Surely You’re Not Serious
Quick Update

Remember a month ago when I said I was in this year’s dessert theater production? I said, “That means that I have a new accent to master and I won’t see my wife awake for the first two weeks of February.”

Well, here we are. My Brooklyn punk accent is pretty sharp and my poor, abandoned, but still loving wife did not see me awake yesterday. Tonight, we got about an hour. Sorry, dear. I still love you! Try not to forget what I look like and don’t shoot me when I come into the bedroom at night. Okay? Thanks. You’re the best.

A Stiff Question
Can a hearse carrying a corpse drive in the carpool lane?

What’s the Word??

Have you ever struggled to find the right word to express your frustration, pain, fear, anguish, or hate?
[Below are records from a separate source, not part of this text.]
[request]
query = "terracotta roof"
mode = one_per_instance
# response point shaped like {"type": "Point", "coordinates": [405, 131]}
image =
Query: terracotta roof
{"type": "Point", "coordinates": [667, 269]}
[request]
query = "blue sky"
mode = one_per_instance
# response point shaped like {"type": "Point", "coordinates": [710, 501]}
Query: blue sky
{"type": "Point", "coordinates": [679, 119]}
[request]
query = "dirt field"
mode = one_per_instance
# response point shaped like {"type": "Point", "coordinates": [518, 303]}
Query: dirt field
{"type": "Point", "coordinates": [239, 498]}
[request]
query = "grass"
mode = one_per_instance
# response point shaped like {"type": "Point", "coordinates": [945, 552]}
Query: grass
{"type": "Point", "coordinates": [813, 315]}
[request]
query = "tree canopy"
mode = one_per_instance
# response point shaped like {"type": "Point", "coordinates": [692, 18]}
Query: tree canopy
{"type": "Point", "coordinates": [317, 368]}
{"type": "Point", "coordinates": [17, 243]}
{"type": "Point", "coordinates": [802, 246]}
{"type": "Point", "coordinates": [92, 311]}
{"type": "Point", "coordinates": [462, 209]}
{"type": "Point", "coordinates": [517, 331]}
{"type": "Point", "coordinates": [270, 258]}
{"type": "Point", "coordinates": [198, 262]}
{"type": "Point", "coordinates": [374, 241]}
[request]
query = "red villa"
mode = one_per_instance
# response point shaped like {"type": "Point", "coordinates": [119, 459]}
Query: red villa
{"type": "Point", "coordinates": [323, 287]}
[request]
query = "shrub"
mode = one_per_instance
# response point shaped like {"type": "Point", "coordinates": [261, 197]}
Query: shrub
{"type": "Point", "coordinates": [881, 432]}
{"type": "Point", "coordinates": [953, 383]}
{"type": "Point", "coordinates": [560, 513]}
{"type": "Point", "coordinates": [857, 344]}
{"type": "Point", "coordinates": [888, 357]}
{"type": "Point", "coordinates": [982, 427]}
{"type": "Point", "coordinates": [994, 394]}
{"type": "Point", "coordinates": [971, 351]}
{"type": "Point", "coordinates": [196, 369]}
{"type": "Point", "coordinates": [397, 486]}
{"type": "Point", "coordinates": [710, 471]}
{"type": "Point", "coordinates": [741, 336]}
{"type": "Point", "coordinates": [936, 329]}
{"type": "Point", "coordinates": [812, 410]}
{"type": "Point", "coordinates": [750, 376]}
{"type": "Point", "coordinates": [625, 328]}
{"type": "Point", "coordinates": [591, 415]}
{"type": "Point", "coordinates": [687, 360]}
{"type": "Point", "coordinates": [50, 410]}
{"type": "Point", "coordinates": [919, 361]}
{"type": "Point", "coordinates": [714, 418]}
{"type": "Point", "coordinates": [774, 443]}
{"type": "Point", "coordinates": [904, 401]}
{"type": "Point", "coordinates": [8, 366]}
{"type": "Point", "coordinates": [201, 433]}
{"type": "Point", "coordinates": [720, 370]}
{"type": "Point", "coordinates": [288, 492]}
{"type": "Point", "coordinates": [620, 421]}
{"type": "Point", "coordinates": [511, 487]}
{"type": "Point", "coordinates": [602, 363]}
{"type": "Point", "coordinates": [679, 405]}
I’m mean without cussing, of course. Cuz, you know, profanity is the crutch of the inarticulate.

Well, I’m always looking for a good alternative to profanity and today I found a great one!

Opposite of “Yay!”

Example:

Pardon me while I hammer in this nail that is right next to my thumb.
*Thumb crunching sound*
OPPOSITE OF “YAY!!”

Shamelessly pilfered from Chainsawsuit. (Don’t expect to understand Chainsawsuit. It’s weird. Like me.)

Do Me A Favor

If you’ve eaten three meals a day for the last month (not counting you yahoos you think you can starve yourself skinny or get ahead by saving 10 minutes in the morning)…

If you’ve slept in a more or less climate controlled room, in a bed that you have more or less to yourself, for the last month…

If you (or your family provider) makes more than $2 a day…

Please do me a favor and watch *all* of this 40 minute video.

Fat Fingers Anonymous

Do you have fat fingers? Have trouble doing things like dialing a phone or typing on a regular keyboard? Yeah, well, me too. My hands look like two hams with five bratwursts sticking out of them. So, for people like us, there are a few helpful tools. Check out this over sized TV remote.

And how about the latest and greatest technology out there? Are your fingers too fat to use an iPhone? Well, hallelujah and glory be. Those big brains over at Apple finally have a solution for fat fingers like yours and mine. It’s their much anticipated iPad.

Of course, it’s not actually an iPhone. In fact, it’s not a phone at all. It’s just a … well … a giant iPod Touch really, perfect for fat fingers like yours and mine! It also costs up to twice the price of an iPhone ($800!). It does have a high speed data connection so you can surf the web, but you can not call in for dinner reservations at Frankies Fat Finger Frankfurter Hut. (Although, the image of someone holding that behemoth up to their ear is much funnier than this bit I’m doing now.)

Oh, and in case you haven’t figured it out by now, yes, this is for real. I’m serious.